Click to See Complete Forum and Search --> : PR: Beta 2 of Microsoft Speech SDK


Brad Jones
October 30th, 2002, 07:01 AM
Microsoft announced beta 2 of the Microsoft Speech SDK this morning. For more, there is an announcement at:

http://softwaredev.earthweb.com/msnet/microsoft/article/0,,10720_1490691,00.html

Brad!

Brad Jones
October 30th, 2002, 07:07 AM
(Provided by Microsoft)

Microsoft .NET Speech SDK 1.0 Beta 2:
New Features and Enhancements
Fact Sheet
October 2002


Overview
The Microsoft® .NET Speech SDK is a set of ASP.NET controls, a Microsoft Internet Explorer Speech Add-in, sample applications and documentation that allows Web developers to create, debug and deploy speech-enabled ASP.NET applications. The tools are integrated seamlessly into Microsoft Visual Studio® .NET, allowing developers to leverage the familiar development environment.
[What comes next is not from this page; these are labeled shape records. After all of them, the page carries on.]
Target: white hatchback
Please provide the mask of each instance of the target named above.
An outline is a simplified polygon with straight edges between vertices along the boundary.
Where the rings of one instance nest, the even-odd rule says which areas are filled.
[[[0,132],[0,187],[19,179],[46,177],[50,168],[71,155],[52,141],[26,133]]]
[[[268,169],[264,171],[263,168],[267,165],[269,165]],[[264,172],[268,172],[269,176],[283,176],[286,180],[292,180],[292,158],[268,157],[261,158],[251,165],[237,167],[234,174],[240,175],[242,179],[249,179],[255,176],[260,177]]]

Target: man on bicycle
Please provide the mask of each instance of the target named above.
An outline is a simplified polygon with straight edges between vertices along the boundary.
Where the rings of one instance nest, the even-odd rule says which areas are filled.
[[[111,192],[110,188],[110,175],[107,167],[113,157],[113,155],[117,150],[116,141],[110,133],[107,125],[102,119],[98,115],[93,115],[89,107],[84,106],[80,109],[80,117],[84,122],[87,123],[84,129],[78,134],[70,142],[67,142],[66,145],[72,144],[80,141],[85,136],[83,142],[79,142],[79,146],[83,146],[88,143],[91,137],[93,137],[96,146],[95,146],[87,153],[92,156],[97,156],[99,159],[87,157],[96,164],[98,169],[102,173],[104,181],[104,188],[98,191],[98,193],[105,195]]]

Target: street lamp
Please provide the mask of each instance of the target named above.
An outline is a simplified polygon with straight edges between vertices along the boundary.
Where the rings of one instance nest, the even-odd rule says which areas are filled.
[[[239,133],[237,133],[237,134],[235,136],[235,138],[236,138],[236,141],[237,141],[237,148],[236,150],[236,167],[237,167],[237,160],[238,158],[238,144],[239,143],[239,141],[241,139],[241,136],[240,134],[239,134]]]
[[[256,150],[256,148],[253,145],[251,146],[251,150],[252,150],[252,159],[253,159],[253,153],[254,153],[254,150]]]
Microsoft Corp.’s approach to speech-enabled Web applications is built around a newly emerging standard: Speech Application Language Tags (SALT). SALT has been submitted to the World Wide Web Consortium (W3C) for adoption as a standard for telephony and multimodal applications, which incorporate speech-enabled elements within a visual Web interface.

The beta 2 release of the Microsoft .NET Speech SDK includes a complete tool set for creating and testing SALT-based voice-only telephony applications. It also supports the development of multimodal speech applications on clients such as desktop PCs or Tablet PCs using Internet Explorer browser software.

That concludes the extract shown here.